Could States and Municipalities in California Use Taxes to Limit Remote Work in the Future?
Many large California employers have been granted significant state and local tax incentives to establish the physical locations of their businesses in California, or within certain municipalities in California. These can come in the form of enterprise zone tax incentives, direct tax incentives, or other similar programs. The purposes of these tax incentives are to (a) spur economic growth and activity in the area; and (b) increase the tax base in the area by bringing in well-paid jobs, where the income is taxed. However, this economic growth does not happen if the majority of the workforce is working remotely. The tax incentives disappear when employees work remotely in a different state or jurisdiction.
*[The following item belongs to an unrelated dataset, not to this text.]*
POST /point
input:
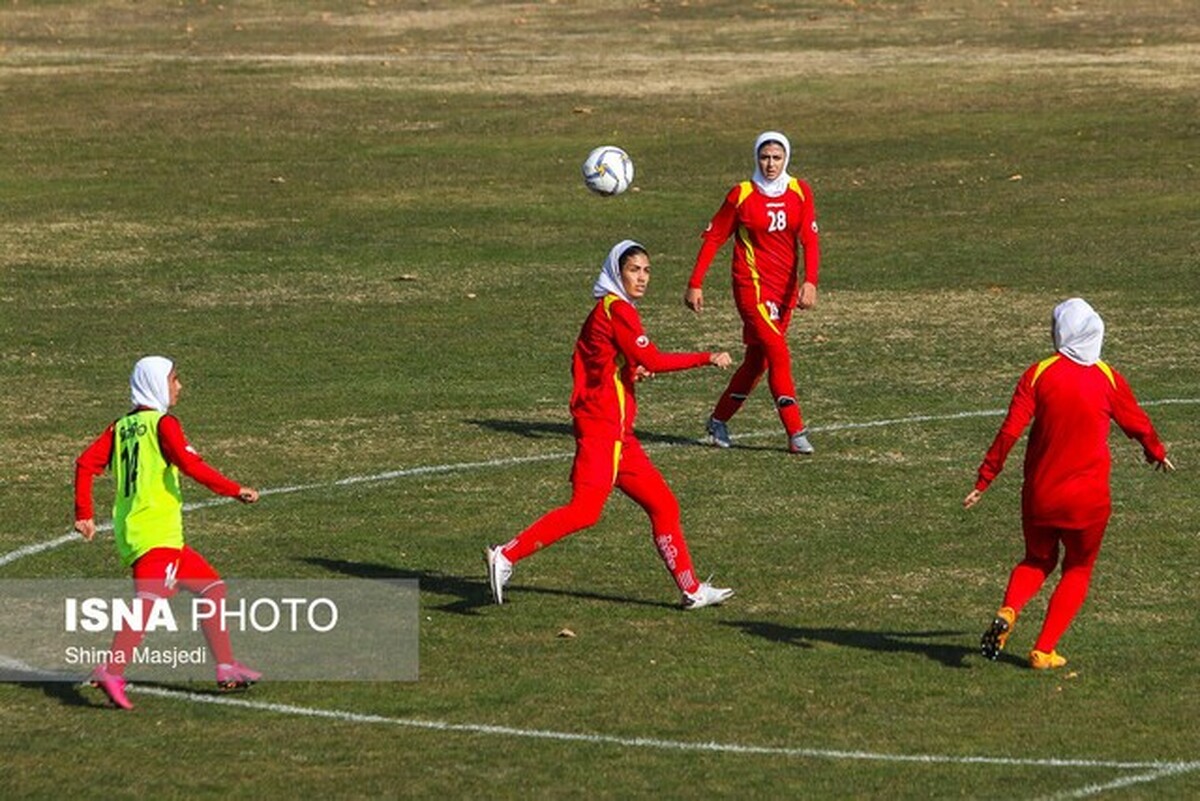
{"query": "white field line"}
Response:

When these arrangements were contemplated, well before the COVID-19 pandemic, the concept of large portions of the workforce working remotely was never considered (although New Jersey may have been ahead of its time requiring workers to show up at least 80% of the time – but paused this requirement during the pandemic). Now state and local governments, including those in California, are starting to realize that the fluidity of where workers are located is a problem, and are looking at this issue more closely as it could influence the future of remote and hybrid work.
Bloomberg Law published an article earlier this week addressing this topic (link to article here - subscription required]. The article discussed the fact that some cities are starting to address this issue, but there is a fine line on what can be done. If states and municipalities set the return-to-office bar too high, businesses that want to maintain flexibility for their workforce may simply move to a location that does not disincentivize remote and hybrid work. If the bar is set too low, then the state/municipality may not be benefiting much from the tax incentive because a significant number of workers will not be in the office stirring up local economic activity and some may be working in distant locations where they are paying taxes elsewhere. The Bloomberg Law article discussed some examples of cities already addressing this issue such as Plano, Texas and Allen, Texas, two growing Dallas suburbs that recently agreed to partially count remote and hybrid workers to qualify for their local business incentives.
What does all of this mean for the future? This remains unclear. However, this is something to watch in California. As recessionary times loom, states and municipalities will be watching their tax revenues carefully. If this recent trend spreads to our state and local municipalities, California businesses seeking to maintain the benefits of lucrative tax breaks and incentives may be required to keep close tabs on who is in the office or risk losing them. California employers may start to put more pressure on employees to return to the office simply to ensure that they can qualify for tax benefits.
If California or our local municipalities start to act in this area and add in-person requirements to qualify for tax incentives, CDF will report about it here.